Tasks at hand on joblib, in increasing order of difficulty.
Add a changelog!
In parallel: need to deal with return arguments that don't pickle.
Improve test coverage and documentation
Store a repr of the arguments for each call in the corresponding cachedir
Try to use Mike McBurns's Dillo pickling module in Parallel: Implementation idea:
- Create a new function that is wrapped and takes Dillo pickles as inputs as output, feed this one to multiprocessing
- pickle everything using Dillo in the Parallel object.
Make a sensible error message when wrong keyword arguments are given, currently we have:
from joblib import Memory mem = Memory(cachedir='cache') def f(a=0, b=2): return a, b g = mem.cache(f) g(c=2) /home/varoquau/dev/joblib/joblib/func_inspect.pyc in filter_args(func, ignore_lst, *args, **kwargs), line 168 TypeError: Ignore list for diffusion_reorder() contains and unexpected keyword argument 'cachedir'
add a 'depends' keyword argument to memory.cache, to be able to specify that a function depends on other functions, and thus that the cache should be cleared.

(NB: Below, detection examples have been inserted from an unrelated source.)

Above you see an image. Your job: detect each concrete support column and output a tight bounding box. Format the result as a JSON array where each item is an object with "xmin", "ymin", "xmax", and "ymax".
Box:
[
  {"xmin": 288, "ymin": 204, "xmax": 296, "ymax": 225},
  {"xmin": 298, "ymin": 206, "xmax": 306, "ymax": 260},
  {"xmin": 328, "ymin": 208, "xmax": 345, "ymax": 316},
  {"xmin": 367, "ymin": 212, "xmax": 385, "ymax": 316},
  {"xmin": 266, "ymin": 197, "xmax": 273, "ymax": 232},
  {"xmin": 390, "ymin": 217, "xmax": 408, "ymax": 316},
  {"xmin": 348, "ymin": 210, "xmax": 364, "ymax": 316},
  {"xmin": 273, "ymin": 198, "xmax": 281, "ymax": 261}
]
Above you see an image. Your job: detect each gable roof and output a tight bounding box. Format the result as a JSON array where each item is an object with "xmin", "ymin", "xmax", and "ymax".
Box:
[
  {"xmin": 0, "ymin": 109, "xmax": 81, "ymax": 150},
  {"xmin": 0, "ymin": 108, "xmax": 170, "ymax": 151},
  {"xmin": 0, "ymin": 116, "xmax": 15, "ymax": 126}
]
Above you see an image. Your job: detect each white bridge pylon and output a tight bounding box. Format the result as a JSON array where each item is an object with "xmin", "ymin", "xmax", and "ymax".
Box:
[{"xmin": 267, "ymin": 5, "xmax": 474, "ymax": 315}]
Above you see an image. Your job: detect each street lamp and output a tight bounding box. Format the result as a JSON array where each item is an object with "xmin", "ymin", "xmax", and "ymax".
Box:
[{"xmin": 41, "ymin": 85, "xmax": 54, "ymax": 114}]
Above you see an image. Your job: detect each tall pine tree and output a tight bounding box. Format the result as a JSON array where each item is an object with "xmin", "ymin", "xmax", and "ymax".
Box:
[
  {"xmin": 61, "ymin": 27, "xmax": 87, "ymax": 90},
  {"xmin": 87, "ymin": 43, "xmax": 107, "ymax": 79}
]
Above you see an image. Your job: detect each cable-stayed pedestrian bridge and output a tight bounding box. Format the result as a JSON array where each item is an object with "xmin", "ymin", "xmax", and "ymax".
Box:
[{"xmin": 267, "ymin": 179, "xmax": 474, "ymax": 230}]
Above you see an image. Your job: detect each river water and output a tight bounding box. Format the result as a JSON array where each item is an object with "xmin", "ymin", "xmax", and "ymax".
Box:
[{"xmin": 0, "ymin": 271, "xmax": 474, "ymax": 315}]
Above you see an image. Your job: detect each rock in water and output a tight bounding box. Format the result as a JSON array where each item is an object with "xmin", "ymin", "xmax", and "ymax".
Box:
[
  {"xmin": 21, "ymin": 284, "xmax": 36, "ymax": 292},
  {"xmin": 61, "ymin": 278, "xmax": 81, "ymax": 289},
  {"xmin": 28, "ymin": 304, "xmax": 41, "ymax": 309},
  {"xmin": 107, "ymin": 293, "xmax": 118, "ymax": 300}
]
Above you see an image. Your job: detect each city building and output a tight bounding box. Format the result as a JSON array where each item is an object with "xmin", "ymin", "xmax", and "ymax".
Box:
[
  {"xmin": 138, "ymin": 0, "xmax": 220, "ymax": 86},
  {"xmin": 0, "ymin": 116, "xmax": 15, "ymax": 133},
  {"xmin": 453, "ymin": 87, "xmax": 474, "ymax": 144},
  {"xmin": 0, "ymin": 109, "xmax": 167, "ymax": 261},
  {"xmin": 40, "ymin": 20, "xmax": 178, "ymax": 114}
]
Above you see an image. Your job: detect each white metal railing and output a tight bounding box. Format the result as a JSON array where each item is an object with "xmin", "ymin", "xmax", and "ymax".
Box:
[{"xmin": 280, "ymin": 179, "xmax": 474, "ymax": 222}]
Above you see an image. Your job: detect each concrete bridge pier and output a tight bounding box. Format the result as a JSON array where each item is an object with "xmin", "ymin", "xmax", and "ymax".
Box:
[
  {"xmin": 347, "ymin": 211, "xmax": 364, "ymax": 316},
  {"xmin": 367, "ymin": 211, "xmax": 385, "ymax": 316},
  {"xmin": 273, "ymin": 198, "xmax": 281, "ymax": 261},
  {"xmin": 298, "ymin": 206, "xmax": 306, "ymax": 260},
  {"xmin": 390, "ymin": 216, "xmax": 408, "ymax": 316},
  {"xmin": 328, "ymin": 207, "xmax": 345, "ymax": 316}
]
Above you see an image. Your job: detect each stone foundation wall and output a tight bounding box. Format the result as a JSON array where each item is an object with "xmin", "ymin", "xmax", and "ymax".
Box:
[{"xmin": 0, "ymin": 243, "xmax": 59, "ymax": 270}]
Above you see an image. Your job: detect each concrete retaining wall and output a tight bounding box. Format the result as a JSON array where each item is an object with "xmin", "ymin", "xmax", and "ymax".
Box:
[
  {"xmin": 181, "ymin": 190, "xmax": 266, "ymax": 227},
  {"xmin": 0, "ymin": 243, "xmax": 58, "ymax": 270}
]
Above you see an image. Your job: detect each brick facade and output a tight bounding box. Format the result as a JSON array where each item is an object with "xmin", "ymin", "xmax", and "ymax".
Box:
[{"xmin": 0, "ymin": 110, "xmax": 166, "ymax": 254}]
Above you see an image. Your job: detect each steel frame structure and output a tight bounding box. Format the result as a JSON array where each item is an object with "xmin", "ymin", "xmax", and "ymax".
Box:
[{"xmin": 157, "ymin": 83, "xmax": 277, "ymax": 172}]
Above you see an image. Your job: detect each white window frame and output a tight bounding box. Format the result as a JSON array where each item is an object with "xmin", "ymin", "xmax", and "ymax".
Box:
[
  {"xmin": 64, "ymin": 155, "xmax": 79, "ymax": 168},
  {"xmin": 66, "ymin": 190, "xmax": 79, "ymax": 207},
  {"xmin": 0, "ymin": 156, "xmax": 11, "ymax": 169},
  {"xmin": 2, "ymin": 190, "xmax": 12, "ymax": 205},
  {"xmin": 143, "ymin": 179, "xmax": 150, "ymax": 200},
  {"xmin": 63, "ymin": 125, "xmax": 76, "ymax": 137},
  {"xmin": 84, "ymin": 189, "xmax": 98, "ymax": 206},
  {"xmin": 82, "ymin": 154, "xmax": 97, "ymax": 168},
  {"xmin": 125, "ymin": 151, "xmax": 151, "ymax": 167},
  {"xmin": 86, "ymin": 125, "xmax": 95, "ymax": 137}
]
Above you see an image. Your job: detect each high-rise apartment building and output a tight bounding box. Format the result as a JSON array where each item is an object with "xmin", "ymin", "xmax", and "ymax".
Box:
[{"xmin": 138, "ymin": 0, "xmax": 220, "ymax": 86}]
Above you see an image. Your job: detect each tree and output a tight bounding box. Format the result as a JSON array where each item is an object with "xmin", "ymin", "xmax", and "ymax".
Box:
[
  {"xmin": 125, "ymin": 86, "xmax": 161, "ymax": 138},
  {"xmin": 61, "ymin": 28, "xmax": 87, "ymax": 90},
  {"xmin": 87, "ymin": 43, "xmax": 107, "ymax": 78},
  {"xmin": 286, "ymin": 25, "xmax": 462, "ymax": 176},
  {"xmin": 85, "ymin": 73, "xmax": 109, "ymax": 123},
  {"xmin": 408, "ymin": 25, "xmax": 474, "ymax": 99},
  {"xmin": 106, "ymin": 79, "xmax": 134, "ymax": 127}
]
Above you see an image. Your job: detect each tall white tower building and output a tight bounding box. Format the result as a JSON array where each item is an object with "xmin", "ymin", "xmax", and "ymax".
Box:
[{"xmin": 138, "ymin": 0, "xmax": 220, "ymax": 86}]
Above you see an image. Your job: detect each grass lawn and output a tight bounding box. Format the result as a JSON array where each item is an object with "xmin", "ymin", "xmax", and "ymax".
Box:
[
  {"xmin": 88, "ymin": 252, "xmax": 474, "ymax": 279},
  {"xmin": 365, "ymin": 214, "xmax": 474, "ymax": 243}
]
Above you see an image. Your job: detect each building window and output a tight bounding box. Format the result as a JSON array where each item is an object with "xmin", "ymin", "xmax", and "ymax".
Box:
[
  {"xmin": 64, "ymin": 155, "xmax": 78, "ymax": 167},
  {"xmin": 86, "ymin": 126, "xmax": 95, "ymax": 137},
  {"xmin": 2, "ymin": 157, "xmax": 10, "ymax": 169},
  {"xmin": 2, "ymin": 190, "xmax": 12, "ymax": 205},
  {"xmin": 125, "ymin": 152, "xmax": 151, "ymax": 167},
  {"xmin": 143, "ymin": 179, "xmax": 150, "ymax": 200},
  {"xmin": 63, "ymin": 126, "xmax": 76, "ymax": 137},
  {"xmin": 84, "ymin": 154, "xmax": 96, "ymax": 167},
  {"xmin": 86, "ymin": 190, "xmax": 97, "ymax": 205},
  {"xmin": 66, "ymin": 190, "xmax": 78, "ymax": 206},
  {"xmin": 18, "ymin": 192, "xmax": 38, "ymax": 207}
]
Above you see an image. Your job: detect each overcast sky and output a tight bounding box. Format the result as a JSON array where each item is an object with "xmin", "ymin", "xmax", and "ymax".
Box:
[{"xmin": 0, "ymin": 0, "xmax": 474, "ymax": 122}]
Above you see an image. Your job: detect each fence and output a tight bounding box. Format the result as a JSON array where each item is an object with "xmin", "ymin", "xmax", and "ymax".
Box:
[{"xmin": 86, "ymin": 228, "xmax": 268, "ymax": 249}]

add a 'argument_hash' keyword argument to Memory.cache, to be able to replace the hashing logic of memory for the input arguments. It should accept as an input the dictionnary of arguments, as returned in func_inspect, and return a string.
add a sqlite db for provenance tracking. Store computation time and usage timestamps, to be able to do 'garbage-collection-like' cleaning of unused results, based on a cost function balancing computation cost and frequency of use.